Tum-A-Lum Lumber’s Pendleton, Ore., store will start a second century next year with a beautiful new building that has injected excitement in the community.
When TAL Building Centers (recently rebranded from TAL Holdings) converted a former car dealership into a reimagined version of Tum-A-Lum Lumber, the company boldly stepped into the future of retail hardware store design. As an opposite to any cookie-cutter store look, the Tum-A-Lum design has won high praise within the hardware industry and has proved to be a tremendous success among customers in Pendleton, Ore.
A fifth-generation, family-owned business, Vancouver, Wash.-based TAL Building Centers has focused on customer experience at their 32 locations in the Pacific Northwest, each tailored to the communities they serve. Such community spirit was especially important for Tum-A-Lum Lumber, the company’s new flagship store in Pendleton. “The family has been in this area for a long time, and it was important to bring that sense of community with us into the new store,” says TAL Marketing Director Katherine Cornelius.
Inside, the most striking feature of the store is a 1,000-square-foot design center. With a sleek, contemporary look, the center showcases cabinets, countertops, doors and windows.
NEW LOOK, DIRECTION
Serving the community since 1924, the original 2,000-square-foot Tum-A-Lum store in Pendleton was beginning to show its age.
“Aisles were small and items were crowded, so it wasn’t an ideal shopping experience and it didn’t fit our customers’ needs,” Katherine says. “We saw an opportunity to expand our reach in this community and relocating was the best way to do that.”
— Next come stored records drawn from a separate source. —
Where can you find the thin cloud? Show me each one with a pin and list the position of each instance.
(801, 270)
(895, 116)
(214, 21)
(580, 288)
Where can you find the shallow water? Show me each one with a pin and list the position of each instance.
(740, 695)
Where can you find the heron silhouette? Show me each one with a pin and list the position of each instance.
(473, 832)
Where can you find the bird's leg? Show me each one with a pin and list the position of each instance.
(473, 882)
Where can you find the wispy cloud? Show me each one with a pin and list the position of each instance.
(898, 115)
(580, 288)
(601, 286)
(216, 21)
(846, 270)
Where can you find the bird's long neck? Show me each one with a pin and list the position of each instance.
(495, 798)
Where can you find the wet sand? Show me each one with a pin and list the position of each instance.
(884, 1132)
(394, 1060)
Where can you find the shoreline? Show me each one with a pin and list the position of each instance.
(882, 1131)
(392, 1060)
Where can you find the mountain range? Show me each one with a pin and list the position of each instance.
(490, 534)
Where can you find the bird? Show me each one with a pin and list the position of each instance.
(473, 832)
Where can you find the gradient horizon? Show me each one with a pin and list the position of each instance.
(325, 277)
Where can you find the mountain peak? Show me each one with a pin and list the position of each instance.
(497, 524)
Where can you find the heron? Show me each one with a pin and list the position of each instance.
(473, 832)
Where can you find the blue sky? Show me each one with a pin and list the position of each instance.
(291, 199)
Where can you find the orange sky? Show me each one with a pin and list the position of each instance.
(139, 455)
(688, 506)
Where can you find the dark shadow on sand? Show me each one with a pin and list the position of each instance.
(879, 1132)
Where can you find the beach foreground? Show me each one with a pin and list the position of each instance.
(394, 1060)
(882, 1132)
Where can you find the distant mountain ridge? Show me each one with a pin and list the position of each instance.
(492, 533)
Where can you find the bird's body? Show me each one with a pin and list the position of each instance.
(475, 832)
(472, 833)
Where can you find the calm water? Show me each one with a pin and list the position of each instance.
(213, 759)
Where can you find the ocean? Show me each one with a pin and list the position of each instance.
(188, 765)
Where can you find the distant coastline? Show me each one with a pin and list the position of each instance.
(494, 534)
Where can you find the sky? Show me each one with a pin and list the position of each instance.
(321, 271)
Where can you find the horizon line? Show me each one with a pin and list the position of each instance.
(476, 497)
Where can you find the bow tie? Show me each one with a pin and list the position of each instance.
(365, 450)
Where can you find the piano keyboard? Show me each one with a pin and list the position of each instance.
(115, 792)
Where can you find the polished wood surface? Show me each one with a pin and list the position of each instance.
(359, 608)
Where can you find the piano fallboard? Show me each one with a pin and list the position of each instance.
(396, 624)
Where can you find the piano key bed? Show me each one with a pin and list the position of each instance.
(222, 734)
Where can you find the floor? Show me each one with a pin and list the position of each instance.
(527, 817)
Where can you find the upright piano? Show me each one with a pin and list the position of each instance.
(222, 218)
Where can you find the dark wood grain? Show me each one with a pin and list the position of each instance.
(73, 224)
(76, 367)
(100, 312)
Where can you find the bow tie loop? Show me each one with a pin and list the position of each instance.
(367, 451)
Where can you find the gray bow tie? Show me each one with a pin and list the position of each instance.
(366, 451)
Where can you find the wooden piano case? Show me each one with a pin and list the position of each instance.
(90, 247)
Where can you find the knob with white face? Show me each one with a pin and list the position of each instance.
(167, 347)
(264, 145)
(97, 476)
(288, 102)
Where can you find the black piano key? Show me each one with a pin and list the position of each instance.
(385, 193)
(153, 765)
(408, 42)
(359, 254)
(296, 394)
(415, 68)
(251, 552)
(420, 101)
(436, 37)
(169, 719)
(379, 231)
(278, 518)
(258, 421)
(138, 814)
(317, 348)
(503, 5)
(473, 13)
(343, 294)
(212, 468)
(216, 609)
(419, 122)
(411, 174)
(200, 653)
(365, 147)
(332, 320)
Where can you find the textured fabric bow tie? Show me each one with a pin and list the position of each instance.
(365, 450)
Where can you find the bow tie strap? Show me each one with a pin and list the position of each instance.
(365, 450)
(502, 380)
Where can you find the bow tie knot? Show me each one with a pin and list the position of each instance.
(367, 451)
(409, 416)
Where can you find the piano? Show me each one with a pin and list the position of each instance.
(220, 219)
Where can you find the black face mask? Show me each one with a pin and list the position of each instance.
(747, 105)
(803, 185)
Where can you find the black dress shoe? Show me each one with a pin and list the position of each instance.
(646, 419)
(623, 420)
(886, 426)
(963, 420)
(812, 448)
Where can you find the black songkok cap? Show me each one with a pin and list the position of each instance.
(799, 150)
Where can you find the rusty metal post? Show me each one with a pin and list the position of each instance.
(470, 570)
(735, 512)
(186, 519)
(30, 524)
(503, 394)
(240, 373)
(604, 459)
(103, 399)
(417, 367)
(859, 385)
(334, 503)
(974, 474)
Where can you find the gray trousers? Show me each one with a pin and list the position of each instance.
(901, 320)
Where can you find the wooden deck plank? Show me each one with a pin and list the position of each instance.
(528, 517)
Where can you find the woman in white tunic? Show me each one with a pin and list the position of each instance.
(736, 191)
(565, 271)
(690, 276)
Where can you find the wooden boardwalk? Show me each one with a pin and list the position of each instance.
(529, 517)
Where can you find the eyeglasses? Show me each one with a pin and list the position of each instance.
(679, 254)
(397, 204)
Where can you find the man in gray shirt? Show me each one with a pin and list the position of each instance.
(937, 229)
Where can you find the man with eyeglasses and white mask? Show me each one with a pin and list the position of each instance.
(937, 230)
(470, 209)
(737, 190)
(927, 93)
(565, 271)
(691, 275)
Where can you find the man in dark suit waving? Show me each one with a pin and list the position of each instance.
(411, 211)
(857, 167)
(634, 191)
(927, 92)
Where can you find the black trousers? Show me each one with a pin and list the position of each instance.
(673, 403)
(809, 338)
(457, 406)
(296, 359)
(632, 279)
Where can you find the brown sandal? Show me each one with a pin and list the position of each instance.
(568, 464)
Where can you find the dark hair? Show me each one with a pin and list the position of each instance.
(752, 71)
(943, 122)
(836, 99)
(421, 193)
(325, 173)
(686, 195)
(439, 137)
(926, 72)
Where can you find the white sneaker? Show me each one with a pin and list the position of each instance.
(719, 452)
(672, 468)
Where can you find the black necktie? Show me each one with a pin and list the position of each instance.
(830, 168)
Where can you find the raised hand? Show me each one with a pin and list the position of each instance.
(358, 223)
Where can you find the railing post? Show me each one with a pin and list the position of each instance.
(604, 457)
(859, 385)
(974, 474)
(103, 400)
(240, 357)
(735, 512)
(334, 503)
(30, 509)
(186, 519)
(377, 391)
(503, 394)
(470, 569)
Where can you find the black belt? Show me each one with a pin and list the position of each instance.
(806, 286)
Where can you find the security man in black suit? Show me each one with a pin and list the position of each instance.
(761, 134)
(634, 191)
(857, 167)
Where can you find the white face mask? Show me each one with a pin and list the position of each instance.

TAL sought a customer-centric design it calls placemaking—a people-inspired approach to creating a space where customers want to come in, stay and work with the Tum-A-Lum team.
Tum-A-Lum added a full-service paint center with four aisles featuring Rodda and Miller paints, both popular Northwest brands.
The store layout is emphasized by bright LED lighting, easy-to-read wayfinding and end caps with side paneling that minimize visual clutter.
“We didn’t hire someone who just designs lumberyards, because we wanted to push the boundaries,” says Billy Cornelius, TAL’s director of property, facilities and asset management, who oversaw the Pendleton construction. “We wanted a non-traditional way of presenting hardware. We want our hardware stores to be an experience.”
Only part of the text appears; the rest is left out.